Spontaneous hemothorax in NF1 patients is a rare but life-threatening complication. Given the fragility of the vasculature, adequate hemostasis is critically important and often technically challenging. Conservative treatment with only hemothorax drainage is not recommended due to a high likelihood of rebleeding. Resuscitative thoracotomy as the initial treatment in neurofibromatosis patients historically resulted in high operative mortality, up to 33%. TAE is an effective way to control bleeding in hemodynamically stable patients and has dramatically improved the outcomes in these patients [3]. Ultimately the patient’s presentation and hemodynamics dictate the initial treatment course. If the patient is stabilized, urgent TAE is the preferred treatment, with surgical intervention reserved for patients with hemodynamic instability. However, in this presentation, a chest tube was placed in the emergency room prior to a thoracic surgery consultation or discussion with the interventional radiologists.
After embolization, the patient had a retained hemothorax, prompting VATS for hematoma evacuation. Despite the embolization, significant ongoing bleeding, given the vascular friability, made it difficult to achieve homeostasis like what is seen in other reports [3, 4]. VATS for retained hemothorax has shown to reduce the risk of infection and length of stay. While the procedure was completed in a minimally invasive fashion, a thoracotomy may be required for adequate exposure and control in difficult cases. Ultimately, this patient had an uncomplicated recovery course and was discharged home without incident.
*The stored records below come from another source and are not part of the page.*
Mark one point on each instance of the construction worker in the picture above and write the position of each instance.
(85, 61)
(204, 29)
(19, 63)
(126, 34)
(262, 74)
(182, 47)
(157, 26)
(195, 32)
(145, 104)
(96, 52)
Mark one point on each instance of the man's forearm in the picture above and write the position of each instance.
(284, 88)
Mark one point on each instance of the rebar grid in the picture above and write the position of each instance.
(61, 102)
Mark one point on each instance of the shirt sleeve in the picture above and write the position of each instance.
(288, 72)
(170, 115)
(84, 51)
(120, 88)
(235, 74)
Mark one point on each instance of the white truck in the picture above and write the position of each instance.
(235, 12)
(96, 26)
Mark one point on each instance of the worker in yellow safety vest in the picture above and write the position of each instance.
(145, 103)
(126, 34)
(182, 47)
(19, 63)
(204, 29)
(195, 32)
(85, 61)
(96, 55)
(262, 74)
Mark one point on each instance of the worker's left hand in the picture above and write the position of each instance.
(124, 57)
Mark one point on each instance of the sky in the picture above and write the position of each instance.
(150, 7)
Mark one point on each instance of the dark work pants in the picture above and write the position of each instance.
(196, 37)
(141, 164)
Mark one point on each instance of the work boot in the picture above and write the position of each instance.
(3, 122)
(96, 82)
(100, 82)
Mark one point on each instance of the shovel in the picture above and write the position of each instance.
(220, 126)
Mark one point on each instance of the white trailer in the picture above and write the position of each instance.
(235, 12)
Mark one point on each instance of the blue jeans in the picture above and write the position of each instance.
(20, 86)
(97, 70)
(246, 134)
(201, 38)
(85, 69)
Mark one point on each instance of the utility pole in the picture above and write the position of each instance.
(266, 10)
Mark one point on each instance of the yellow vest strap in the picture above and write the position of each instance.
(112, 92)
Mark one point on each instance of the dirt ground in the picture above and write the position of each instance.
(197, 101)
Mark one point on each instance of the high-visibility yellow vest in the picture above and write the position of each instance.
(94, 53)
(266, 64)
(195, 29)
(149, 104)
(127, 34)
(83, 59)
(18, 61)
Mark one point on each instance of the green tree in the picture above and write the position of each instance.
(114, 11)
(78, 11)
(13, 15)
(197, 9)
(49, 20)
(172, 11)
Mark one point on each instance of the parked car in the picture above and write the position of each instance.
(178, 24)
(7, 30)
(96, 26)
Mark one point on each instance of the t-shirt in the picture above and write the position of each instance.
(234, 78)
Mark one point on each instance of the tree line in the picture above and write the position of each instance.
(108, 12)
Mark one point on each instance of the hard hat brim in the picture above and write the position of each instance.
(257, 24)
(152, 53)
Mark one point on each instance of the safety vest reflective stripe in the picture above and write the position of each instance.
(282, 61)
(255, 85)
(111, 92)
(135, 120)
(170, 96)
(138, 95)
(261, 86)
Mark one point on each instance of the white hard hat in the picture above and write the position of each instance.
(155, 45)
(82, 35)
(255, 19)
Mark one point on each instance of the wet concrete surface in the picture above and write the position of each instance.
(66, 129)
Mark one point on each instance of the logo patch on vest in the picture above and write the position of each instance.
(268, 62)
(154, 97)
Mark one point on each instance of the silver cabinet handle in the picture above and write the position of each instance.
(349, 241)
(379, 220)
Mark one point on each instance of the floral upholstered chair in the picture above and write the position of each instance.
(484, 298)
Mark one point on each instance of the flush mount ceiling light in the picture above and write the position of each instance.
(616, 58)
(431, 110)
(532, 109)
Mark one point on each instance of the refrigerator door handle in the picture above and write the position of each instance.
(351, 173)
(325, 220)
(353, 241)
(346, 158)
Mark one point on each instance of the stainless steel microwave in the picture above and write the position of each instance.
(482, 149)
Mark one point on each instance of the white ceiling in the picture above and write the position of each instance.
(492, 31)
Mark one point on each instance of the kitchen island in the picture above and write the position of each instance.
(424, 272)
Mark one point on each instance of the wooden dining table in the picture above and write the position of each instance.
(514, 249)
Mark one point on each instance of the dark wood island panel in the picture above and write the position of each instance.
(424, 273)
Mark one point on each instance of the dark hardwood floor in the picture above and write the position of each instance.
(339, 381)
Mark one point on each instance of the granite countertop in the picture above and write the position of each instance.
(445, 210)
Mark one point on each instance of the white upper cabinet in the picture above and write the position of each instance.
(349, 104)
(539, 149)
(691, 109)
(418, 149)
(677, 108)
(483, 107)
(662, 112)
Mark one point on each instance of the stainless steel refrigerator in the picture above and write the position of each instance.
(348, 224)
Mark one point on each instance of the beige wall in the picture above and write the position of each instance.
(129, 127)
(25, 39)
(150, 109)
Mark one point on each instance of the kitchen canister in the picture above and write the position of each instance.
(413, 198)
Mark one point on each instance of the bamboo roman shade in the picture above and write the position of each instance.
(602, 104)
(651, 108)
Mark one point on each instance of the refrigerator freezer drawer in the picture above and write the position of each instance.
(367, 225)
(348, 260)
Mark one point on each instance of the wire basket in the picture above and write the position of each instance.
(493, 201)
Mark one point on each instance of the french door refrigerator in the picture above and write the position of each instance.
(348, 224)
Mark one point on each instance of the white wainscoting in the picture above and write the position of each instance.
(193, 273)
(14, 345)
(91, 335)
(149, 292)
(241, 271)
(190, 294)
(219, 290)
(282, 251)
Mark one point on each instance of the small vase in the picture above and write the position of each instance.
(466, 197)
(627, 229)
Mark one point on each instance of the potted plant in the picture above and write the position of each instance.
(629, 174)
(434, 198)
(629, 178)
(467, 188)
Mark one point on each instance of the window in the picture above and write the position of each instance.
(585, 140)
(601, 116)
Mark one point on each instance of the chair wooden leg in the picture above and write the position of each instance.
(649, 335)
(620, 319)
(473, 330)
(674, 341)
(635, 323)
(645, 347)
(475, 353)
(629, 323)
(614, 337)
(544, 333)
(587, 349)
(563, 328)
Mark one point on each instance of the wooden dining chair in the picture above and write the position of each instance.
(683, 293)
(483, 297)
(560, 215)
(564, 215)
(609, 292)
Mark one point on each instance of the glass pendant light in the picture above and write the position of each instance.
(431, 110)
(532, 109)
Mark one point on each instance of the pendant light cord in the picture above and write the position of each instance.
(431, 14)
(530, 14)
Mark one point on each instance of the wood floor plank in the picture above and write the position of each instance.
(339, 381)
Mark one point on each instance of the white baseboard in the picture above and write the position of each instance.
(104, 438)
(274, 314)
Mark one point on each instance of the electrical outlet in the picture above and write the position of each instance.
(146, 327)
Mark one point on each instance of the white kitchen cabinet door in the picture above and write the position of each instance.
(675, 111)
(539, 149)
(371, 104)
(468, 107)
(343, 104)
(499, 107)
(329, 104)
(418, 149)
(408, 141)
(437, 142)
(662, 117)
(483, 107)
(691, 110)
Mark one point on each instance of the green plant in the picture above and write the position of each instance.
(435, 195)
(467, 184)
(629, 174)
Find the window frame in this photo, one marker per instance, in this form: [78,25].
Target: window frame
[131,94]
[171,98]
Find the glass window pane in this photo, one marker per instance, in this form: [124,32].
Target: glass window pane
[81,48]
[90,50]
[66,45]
Clear surveillance guidelines for vascular anomalies in adult patients with NF1 have yet to be described. In a similar reported case, the patient was managed with endovascular embolization, only to present again 7 months later with a spontaneous hemothorax on the contralateral side due to a second ruptured intercostal aneurysm [5]. There are established surveillance guidelines for patients with NF1 regarding neurological, orthopedic, cardiovascular, gastrointestinal, and psychological complications, but nothing regarding screening for vascular anomalies.
Conclusion
Spontaneous hemothorax in NF patients is a rare but major complication, requiring a prompt diagnosis and intervention. Conservative treatment with the evacuation of the hemothorax alone is not recommended due to high risk of rebleeding and complications. Given the arterial fragility, TAE in stable patients may be the safest way to reach homeostasis. Surgery is reserved for patients presenting with hemodynamic instability or for those with a retained hemothorax following embolization. The case presented here suggests the need for consistent surveillance imaging to monitor for potentially life-threatening vascular malformations, including intercostal artery aneurysms.
Conflict of interest statement
All authors certify that they have no affiliations with or involvement in any organization or entity with any financial interest or non-financial interest in the subject matter or materials discussed in this manuscript.
Funding
The authors received no financial support for the research, authorship, and publication of this case report.
Patient consent
The participant has consented to the submission of the case report to the journal.
Author contributions
All authors contributed substantially to the conception and design of this manuscript, drafting the work, and revising it critically for important intellectual content. Final approval of the version to be published was given by all authors.